To put it in a nutshell: Refrew's theory is favoured by some archaeologists who don't know much about linguistics but assume that Renfrew does. The time depths he has to propose for PIE look implausible even to me (and I'm in favour of 'deep dates' for IE). Gamkrelidze & Ivanov's Urheimat location has very little to recommend itself to either linguists and archaeologists (their handling of supposed migration routes is particularly clumsy). The most popular theory is still the 'steppe homeland' -- north of the Black and Caspian seas (the so-called 'Pontic homeland'). To be sure, many of the traditional extralinguistic arguments for it (like the association of certain late Neolithic processes in Europe with the westward spread of the IEs) have been seriously weakened in recent years. If an alternative to the traditional Urheimat is to be considered, the best candidate is, in my opinion, the Danubian theory, locating PIE west rather than north of the Black Sea.
 
The archaeology of both central Europe and the Pontic region is making rapid progress. The mapping and dating of important Neolithic cultures are being revised all the time.
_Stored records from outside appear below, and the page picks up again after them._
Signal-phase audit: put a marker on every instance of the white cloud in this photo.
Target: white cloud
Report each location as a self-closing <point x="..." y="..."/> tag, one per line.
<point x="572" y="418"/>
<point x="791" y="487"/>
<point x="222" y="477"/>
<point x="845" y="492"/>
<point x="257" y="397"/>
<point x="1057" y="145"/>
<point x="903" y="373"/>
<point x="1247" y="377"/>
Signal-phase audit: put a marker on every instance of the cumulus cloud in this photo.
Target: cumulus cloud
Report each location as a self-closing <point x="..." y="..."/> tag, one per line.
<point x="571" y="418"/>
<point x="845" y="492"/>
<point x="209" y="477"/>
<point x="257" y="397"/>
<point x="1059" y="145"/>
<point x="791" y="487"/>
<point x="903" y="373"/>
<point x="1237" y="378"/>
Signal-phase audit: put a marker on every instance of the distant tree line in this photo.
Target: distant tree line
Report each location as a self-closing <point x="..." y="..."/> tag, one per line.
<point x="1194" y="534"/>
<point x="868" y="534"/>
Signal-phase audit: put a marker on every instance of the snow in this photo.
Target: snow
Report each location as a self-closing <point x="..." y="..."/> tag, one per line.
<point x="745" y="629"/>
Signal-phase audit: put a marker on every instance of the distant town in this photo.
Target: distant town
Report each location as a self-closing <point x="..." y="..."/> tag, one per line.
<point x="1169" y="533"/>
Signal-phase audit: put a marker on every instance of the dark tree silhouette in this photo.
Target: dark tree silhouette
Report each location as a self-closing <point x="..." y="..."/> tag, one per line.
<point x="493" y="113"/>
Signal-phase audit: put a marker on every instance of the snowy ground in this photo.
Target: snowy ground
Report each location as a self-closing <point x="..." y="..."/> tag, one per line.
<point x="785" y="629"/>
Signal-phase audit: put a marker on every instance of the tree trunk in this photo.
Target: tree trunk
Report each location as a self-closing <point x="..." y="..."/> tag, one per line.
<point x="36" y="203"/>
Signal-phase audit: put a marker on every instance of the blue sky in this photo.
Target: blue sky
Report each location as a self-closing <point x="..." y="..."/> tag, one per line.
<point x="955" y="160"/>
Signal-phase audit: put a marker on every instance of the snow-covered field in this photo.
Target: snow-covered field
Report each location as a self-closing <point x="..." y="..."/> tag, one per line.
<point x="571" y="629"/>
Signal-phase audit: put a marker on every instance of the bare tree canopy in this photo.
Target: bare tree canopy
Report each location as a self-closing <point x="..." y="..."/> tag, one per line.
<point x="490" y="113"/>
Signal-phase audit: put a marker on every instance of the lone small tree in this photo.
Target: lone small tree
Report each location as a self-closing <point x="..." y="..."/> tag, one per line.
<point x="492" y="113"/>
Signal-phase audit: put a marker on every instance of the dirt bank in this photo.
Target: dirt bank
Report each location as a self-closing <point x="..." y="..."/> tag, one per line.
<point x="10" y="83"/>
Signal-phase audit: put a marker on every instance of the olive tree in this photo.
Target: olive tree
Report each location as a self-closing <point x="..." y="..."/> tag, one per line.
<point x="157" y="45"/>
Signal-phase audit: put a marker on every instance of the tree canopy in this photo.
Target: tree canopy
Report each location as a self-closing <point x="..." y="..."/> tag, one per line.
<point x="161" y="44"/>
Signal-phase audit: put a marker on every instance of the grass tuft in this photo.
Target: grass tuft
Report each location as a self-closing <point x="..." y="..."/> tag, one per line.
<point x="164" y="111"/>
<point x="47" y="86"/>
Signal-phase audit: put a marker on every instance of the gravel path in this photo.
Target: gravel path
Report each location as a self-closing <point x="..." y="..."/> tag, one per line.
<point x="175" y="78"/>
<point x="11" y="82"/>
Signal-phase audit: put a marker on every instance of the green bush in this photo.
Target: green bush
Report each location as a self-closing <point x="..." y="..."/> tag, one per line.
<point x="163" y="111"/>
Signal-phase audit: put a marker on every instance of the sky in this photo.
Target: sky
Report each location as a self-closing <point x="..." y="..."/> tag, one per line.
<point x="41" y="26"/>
I've heard it rumoured recently that a Kazakh-Polish archaeological expedition has discovered strong evidence for another Great Flood (supplementing the Black Sea event) in the mid 6th millennium BC in what is now Kazakhstan and southern Russia -- apparently caused by the catastrophic emptying of a vast post-glacial lake in western Siberia into the Aral and Caspian seas. I'll believe it if I see the report published in Nature and corroborated by further research, but one has to get accustomed to archaeological and geological surprises which may render a lot of speculation invalid overnight.